2.1 General considerations

An ideal induction anesthetic induction agent should be acting rapidly, yet smoothly without or with minimal respiratory and cardiovascular depression, and act protectively for brain circulation. Recovery should be rapid, with minimal or zero adverse effects and absence of any pain on injection.

Despite the tremendous progress in pharmacology development, we are still far from such a drug. Thus, the advantages and the limitation of the available drugs, in combination with the status of the patient, will determine the final choice [2].

2.1.1 Etomidate

Since its introduction in clinical practice in 1970, etomidate remains a valuable choice for emergency airway management due to its fast onset of action and minimal cardiovascular effects. It is mainly used in cases of hemodynamically fragile patients. Its main drawbacks are nausea and prolonged suppression of adrenocortical steroid synthesis. Like propofol, etomidate interacts with GABA A receptors in a stereoselective way. Of all intravenous anesthetics used clinically, etomidate shows the greatest selectivity for GABA A receptors and has the fewest number of ionic interactions.

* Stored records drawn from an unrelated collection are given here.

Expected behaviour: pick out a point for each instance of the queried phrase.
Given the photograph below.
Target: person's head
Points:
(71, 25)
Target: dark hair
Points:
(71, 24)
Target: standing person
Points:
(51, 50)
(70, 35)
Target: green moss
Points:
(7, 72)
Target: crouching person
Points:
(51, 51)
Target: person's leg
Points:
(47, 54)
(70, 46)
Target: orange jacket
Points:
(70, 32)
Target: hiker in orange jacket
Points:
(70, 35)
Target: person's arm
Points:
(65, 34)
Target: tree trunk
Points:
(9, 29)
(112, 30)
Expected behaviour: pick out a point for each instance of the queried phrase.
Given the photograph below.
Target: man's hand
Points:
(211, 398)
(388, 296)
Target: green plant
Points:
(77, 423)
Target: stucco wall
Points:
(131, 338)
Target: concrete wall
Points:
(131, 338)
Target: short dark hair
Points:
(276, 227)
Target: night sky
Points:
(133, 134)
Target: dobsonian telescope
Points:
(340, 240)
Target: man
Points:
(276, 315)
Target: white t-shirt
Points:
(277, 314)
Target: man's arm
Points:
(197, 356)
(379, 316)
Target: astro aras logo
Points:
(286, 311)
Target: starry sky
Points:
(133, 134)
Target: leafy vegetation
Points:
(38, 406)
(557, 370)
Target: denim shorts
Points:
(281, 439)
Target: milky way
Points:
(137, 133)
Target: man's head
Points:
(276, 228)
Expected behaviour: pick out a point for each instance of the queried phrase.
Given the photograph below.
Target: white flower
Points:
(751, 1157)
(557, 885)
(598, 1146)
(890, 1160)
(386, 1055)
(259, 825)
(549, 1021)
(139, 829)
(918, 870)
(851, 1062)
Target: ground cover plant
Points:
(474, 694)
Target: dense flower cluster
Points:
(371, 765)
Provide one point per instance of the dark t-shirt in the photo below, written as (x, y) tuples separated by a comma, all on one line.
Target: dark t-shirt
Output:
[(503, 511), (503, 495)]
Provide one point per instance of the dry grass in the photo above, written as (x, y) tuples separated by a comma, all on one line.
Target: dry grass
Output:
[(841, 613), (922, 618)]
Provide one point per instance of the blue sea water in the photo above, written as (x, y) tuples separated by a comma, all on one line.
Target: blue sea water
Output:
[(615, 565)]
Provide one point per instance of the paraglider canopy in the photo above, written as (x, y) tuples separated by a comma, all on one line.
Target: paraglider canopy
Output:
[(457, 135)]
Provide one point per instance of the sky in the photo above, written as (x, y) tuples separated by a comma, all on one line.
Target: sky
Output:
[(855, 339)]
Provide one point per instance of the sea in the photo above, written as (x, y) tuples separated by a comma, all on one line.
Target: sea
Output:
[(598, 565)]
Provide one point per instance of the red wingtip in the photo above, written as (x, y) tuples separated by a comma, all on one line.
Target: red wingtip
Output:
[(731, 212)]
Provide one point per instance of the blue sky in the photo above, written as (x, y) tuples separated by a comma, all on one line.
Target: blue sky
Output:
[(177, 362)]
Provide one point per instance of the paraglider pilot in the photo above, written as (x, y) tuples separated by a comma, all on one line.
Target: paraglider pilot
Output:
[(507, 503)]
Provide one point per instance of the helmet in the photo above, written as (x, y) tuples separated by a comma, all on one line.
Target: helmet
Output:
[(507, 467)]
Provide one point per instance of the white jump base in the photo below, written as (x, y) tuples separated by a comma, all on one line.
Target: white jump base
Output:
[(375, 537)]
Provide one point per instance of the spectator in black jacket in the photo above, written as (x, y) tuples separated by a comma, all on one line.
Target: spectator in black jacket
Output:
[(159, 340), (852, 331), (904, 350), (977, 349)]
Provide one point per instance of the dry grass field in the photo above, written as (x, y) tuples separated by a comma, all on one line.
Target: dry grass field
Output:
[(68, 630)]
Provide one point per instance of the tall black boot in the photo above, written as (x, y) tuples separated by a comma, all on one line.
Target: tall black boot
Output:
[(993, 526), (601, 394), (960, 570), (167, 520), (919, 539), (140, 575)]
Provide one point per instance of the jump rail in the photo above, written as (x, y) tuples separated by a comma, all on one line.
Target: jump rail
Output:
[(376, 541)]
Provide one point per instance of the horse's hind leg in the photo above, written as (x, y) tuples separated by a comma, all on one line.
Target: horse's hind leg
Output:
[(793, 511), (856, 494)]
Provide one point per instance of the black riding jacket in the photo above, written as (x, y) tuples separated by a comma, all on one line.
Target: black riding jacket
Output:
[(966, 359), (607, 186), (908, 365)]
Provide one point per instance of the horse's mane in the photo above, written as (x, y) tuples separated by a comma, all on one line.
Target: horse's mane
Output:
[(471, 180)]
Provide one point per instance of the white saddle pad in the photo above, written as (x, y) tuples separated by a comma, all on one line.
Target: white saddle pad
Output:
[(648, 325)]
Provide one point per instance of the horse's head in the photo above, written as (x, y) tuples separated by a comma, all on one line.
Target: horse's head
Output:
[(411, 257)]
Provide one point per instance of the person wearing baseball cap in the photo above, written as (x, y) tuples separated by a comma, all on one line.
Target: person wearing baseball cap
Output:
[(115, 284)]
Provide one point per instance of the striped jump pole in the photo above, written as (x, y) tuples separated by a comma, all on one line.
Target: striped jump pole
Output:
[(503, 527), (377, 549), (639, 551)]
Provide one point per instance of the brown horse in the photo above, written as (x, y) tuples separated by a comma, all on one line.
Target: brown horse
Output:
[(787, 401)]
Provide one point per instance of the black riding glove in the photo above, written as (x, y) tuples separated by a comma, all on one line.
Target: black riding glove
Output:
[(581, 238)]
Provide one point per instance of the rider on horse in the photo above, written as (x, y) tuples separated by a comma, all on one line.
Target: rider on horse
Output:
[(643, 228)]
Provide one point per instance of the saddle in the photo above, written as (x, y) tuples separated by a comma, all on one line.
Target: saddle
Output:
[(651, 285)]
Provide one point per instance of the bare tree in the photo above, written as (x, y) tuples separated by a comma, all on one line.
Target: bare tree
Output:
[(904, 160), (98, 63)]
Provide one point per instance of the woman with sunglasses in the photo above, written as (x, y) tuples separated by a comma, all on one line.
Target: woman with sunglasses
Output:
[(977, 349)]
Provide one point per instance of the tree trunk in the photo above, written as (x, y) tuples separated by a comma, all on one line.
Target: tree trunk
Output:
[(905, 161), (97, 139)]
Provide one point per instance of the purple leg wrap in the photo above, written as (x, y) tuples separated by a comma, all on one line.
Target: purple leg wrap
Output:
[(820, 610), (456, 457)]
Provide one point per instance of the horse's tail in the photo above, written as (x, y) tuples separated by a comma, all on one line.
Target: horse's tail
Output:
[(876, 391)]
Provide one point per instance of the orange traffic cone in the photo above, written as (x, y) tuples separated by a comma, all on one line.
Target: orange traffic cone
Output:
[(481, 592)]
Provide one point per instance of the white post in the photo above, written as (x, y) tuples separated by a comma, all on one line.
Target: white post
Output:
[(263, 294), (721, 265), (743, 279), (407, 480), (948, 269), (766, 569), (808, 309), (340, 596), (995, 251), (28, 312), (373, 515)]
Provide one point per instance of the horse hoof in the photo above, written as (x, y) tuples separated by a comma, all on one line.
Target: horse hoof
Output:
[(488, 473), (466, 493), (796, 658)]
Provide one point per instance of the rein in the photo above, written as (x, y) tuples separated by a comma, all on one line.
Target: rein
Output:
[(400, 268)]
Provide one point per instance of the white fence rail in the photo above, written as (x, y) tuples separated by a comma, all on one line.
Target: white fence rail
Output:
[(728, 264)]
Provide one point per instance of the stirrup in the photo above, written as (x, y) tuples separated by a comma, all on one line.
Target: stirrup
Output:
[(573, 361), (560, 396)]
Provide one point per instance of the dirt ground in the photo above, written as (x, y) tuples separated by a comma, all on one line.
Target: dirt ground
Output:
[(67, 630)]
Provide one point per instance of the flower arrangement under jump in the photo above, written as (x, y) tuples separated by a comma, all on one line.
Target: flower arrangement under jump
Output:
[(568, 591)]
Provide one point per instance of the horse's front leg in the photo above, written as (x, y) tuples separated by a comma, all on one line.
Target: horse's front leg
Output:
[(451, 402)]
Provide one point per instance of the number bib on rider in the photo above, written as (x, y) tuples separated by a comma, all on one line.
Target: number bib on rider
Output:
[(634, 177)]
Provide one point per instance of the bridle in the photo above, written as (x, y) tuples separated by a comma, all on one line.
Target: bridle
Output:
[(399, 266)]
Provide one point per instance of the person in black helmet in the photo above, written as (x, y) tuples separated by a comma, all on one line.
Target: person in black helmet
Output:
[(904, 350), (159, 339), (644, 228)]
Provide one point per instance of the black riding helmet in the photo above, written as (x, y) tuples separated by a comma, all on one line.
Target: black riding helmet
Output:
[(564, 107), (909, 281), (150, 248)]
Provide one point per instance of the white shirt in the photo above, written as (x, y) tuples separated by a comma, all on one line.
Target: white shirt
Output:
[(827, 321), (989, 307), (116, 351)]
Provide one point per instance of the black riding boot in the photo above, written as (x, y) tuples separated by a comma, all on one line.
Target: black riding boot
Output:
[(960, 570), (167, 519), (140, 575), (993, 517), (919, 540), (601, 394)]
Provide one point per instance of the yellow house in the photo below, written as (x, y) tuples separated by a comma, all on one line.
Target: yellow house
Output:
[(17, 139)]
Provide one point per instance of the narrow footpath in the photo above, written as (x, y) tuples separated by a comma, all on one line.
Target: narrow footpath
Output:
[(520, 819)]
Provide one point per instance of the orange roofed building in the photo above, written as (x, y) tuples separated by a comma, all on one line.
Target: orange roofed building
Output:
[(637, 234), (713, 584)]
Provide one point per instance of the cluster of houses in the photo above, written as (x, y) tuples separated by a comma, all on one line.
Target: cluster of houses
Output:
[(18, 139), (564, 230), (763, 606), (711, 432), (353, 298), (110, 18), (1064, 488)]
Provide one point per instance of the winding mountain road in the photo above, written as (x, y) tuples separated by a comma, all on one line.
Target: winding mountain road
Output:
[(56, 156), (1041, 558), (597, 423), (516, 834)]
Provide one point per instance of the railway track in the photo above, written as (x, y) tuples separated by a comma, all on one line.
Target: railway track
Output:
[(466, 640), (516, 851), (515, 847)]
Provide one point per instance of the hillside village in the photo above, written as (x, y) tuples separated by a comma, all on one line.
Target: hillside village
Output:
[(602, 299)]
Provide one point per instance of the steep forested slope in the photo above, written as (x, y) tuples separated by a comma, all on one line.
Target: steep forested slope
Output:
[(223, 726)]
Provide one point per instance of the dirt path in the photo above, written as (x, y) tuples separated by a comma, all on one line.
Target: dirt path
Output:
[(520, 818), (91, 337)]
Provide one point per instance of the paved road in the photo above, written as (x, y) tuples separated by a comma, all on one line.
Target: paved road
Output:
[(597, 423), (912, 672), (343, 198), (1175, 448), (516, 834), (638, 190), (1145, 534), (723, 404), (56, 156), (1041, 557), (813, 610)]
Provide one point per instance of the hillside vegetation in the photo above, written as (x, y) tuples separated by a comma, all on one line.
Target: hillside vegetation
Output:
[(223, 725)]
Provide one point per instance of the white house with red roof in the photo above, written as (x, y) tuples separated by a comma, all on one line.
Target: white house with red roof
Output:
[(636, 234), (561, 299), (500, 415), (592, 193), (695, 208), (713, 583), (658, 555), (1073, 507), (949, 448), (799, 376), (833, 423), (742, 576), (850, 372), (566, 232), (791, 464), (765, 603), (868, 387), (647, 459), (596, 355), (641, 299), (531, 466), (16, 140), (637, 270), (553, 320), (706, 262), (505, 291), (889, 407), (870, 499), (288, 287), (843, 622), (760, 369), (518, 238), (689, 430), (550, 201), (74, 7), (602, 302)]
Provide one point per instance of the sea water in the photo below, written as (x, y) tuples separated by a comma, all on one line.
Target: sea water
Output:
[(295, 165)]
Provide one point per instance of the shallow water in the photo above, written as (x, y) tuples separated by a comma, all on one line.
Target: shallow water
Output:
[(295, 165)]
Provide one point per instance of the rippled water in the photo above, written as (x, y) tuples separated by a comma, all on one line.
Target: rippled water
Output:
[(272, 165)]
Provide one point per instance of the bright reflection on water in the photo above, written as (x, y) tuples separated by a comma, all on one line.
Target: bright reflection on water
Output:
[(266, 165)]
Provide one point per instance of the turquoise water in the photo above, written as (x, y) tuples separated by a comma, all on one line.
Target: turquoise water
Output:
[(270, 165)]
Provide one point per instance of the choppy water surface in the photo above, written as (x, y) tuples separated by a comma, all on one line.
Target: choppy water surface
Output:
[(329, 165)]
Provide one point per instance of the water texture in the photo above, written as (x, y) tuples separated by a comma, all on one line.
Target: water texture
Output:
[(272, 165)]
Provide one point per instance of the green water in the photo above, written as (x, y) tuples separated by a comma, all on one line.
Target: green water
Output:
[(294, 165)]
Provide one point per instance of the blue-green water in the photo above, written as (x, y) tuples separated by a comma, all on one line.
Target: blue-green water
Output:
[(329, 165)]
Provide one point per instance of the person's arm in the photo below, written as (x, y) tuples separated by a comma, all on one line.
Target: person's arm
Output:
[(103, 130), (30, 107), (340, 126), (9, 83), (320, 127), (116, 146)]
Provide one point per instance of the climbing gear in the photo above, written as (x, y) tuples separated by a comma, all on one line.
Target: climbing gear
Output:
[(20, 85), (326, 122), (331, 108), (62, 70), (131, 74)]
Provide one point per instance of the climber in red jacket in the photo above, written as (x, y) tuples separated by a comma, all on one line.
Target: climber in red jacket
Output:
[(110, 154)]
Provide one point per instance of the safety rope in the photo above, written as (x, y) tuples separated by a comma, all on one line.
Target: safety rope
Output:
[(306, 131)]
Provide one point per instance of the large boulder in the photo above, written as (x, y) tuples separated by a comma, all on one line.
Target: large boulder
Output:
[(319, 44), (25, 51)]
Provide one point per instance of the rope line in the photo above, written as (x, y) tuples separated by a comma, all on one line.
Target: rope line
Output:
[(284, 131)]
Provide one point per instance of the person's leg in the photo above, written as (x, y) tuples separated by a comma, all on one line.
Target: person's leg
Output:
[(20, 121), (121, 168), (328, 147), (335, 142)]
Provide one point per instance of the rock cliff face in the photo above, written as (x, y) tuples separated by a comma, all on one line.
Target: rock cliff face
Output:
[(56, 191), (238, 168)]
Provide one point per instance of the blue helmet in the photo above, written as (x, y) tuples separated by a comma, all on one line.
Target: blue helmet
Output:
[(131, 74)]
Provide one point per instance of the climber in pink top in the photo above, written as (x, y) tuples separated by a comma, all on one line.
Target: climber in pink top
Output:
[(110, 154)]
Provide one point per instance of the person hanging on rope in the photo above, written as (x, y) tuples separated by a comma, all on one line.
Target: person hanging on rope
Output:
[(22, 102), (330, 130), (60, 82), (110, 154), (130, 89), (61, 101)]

After intravenous injection, etomidate is tightly bound to plasma proteins such as albumin; plasmatic levels of cortisol, cortisone, and aldosterone are reduced, while those of 11-deoxycorticosterone, 11-deoxycortisol, and 17-hydroxyprogesterone are increased. Free drug is highly lipophilic, rapidly penetrating the blood-brain barrier; peak brain levels are reached 2 minutes after injection. Etomidate undergoes a hepatic metabolism (ester hydrolysis) to an inactive metabolite.

Etomidate central nervous system’s effects are alike to those of propofol and barbiturates. During unconsciousness transmission (induction), loss of cortical inhibition may provoke myoclonus (that can be confused with generalized tonic-clonic seizures). Etomidate has anticonvulsant activity in several experimental models, yet smaller than propofol and thiopental. Despite its favorable hemodynamic profile, it should be noted that patients with elevated sympathetic tone, such as those suffering from shock, intoxication, or drug withdrawal, may experience an abrupt drop in blood pressure, even when the drug is used only to induce anesthesia [3, 4].

2.1.2 Thiopental

Thiopental is a thiobarbiturate that facilitates the GABA (an inhibitory neurotransmitter) transmission, thus causing reticular activating system depression. It is supplied as a sodium salt that requires preparation to solution before use. It is noncompatible with acidic solution (e.g., pancuronium or rocuronium—it will precipitate), and accidentally intra-arterial injection can cause less water solubility (forming crystals in the arterioles) leading to tissue necrosis.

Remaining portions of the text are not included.